Dalam hadist juga disebutkan janji surga dan pahala bagi yang bersabar saat menghadapi wabah penyakit.

Baca Juga  Tuntunan Membangun Keluarga Harmonis dalam Islam

‏ الطَّاعُونُ شَهَادَةٌ لِكُلِّ مُسْلِمٍ

Artinya: “Kematian karena wabah adalah surga bagi tiap muslim (yang meninggal karenanya). (HR Bukhori)

***

Selain di masa Rasulullah, kisah wabah penyakit juga ada di masa khalifah Umar bin Khattab. Dalam hadist diceritakan, Umar sedang dalam perjalanan menuju Syam saat kabar wabah penyakit diterimanya dalam perjalanan.
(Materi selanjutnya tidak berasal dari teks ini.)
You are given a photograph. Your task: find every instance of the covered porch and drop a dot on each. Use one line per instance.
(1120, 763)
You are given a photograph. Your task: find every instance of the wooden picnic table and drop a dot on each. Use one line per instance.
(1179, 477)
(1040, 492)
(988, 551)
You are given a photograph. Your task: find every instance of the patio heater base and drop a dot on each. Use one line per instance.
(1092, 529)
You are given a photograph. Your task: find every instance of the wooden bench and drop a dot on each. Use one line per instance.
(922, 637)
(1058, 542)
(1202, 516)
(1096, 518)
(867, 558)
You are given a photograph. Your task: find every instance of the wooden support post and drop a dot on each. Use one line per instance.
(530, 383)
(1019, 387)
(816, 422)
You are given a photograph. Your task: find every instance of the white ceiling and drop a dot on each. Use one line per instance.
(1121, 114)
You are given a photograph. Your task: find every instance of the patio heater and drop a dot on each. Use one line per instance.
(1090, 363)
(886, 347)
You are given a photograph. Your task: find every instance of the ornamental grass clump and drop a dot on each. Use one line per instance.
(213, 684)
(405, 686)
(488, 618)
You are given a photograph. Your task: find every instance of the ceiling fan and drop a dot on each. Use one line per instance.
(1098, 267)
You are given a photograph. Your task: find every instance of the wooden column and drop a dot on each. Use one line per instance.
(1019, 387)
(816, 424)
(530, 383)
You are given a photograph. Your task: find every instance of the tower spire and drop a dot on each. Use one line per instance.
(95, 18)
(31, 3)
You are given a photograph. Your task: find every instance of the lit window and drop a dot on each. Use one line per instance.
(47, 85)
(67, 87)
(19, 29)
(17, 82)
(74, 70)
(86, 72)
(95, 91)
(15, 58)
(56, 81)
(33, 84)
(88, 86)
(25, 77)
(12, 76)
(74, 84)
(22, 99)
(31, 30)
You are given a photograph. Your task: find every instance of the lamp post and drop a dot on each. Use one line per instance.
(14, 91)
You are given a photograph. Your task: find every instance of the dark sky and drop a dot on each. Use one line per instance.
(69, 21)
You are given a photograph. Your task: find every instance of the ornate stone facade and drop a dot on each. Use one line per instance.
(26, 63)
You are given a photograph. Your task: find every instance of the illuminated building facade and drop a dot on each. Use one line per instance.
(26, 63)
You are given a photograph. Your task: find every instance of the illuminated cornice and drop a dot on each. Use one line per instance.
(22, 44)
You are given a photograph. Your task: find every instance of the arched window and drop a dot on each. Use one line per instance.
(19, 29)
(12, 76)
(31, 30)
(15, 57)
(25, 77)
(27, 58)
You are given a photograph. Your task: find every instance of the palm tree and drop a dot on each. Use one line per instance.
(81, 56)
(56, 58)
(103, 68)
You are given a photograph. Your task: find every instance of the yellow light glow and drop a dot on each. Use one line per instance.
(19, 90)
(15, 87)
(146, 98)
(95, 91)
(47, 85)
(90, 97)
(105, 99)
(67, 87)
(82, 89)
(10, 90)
Hadist yang dinarasikan Abdullah bin ‘Amir mengatakan, Umar kemudian tidak melanjutkan perjalanan.

أَنَّ عُمَرَ، خَرَجَ إِلَى الشَّأْمِ، فَلَمَّا كَانَ بِسَرْغَ بَلَغَهُ أَنَّ الْوَبَاءَ قَدْ وَقَعَ بِالشَّأْمِ، فَأَخْبَرَهُ عَبْدُ الرَّحْمَنِ بْنُ عَوْفٍ أَنَّ رَسُولَ اللَّهِ صلى الله عليه وسلم قَالَ ‏ “‏ إِذَا سَمِعْتُمْ بِهِ بِأَرْضٍ فَلاَ تَقْدَمُوا عَلَيْهِ وَإِذَا وَقَعَ بِأَرْضٍ وَأَنْتُمْ بِهَا فَلاَ تَخْرُجُوا فِرَارًا مِنْهُ ‏”‏‏

Artinya: Umar sedang dalam perjalanan menuju Syam, saat sampai di wilah bernama Sargh. Saat itu Umar mendapat kabar adanya wabah di wilayah Syam. Abdurrahman bin Auf kemudian mengatakan pada Umar jika Nabi Muhammad SAW pernah berkata, “Jika kamu mendengar wabah di suatu wilayah, maka janganlah kalian memasukinya. Tapi jika terjadi wabah di tempat kamu berada, maka jangan tinggalkan tempat itu.” (HR Bukhori).